By Merlina Hernando-Malipot
Recognizing the plight of the private education sector amid the COVID-19 crisis, the Department of Education (DepEd) is seeking support for private school teachers who are affected by the pandemic.
Education Secretary Leonor Briones, in an earlier online press conference, assured that DepEd is working hard to “address the welfare concerns” of private school teachers amid the public health emergency.
Despite having their own manual of operations, Briones said private schools should also let DepEd know what is happening in their respective schools. “Now, they’re informing us about their problems and about their issues,” she said.
While DepEd recognizes the plight of private schools amid the COVID-19 crisis, Briones said that there are certain limits on how the agency can respond. “For example, the needed for assistance for the teachers, we don’t have legal basis for this,” she explained.
Given the closure and decline in revenues of private schools during the enhanced community quarantine, Briones said that the Bayanihan to Heal as One Act should also include private school teachers for their economic protection – with the aid of legislators.
“We see the Bayanihan law which will be a source [of assistance for private school teachers],” Briones explained. She also noted that DepEd has no policy allowing private schools to collect tuition and other fees in advance so they can provide for the needs of their personnel since “they’re supposed to have the capacity to be able to take care of the salaries of their teachers.”
Briones said that DepEd has already proposed to include private school teachers in the list of beneficiaries under the Bayanihan Law.
Earlier, the Coordinating Council of Private Educational Associations (COCOPEA) – which serves as the unifying voice of private education in the Philippines – said that many private schools on the “verge of closing down operations” due to COVID-19 disruptions.
COCOPEA Managing Director Atty. Joseph Noel Estrada said that the “revenue loss for the private education sector if school opening is pushed to August is already estimated at Php 55.2 billion [and] this estimate shoots up to 142.1 billion of revenue loss if classes do not open at all this coming school year.”
COCOPEA is composed of more than 2,500 educational institutions in the country, represented by its five (5) member-associations: Philippine Association of Private Schools, Colleges and Universities (PAPSCU); Philippine Association of Colleges and Universities (PACU); Catholic Educational Association of the Philippines (CEAP); Association of Christian Schools Colleges and Universities (ACSCU); and Technical Vocational Schools Association of the Philippines (TVSA).
Currently, Estrada noted that there are 409,7573 teachers, faculty and school personnel in private educational institutions all over the country. While private schools are trying their best to keep its teachers, faculty, and school personnel by paying their salaries despite their dwindling resources, he noted that many of the private schools would no longer be able to maintain their payroll beyond April 30.

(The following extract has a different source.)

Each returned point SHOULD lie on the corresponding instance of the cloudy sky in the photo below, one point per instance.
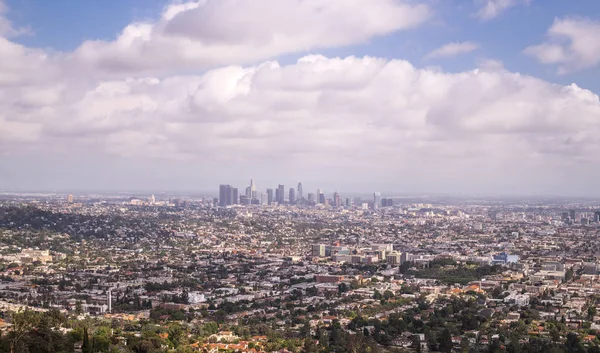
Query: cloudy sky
(401, 96)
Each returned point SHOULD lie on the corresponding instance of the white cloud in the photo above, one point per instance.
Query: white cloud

“After this date, many private schools would resort to extreme measures to avoid closure such as placing school personnel on floating status without pay, non-renewal of contracts, and even retrenchment,” Estrada said.
The Federation of Associations of Private School Administrators (FAPSA) also expressed concern that private schools may lose their teachers since they are “hardly included” in any amelioration projects of the government. “These are professional teachers wallowing in poverty,” he said.
Since classes were suspended in March, FAPSA President Eleazardo Kasilag said that many teachers may not been receiving anything – especially coming from the government. “How will they survive?” he asked.
Likewise, teachers groups also called on the government – specifically DepEd – to step-in and ensure that teachers who lose their jobs amid the crisis will get assistance from the government and from their employers.
For Teachers’ Dignity Coalition (TDC), private school teachers should automatically be included in the government’s assistance programs like the Social Amelioration Program (SAP) and the DOLE’s COVID-19 Adjustment Measure Program (CAMP).
The Alliance of Concerned Teachers (ACT) – Private Schools also pressed the administration and the private sector to immediately heed the right to health alongside with the socio-economic demands of academic and non-academic personnel in private schools nationwide, and of the Filipino people – in general.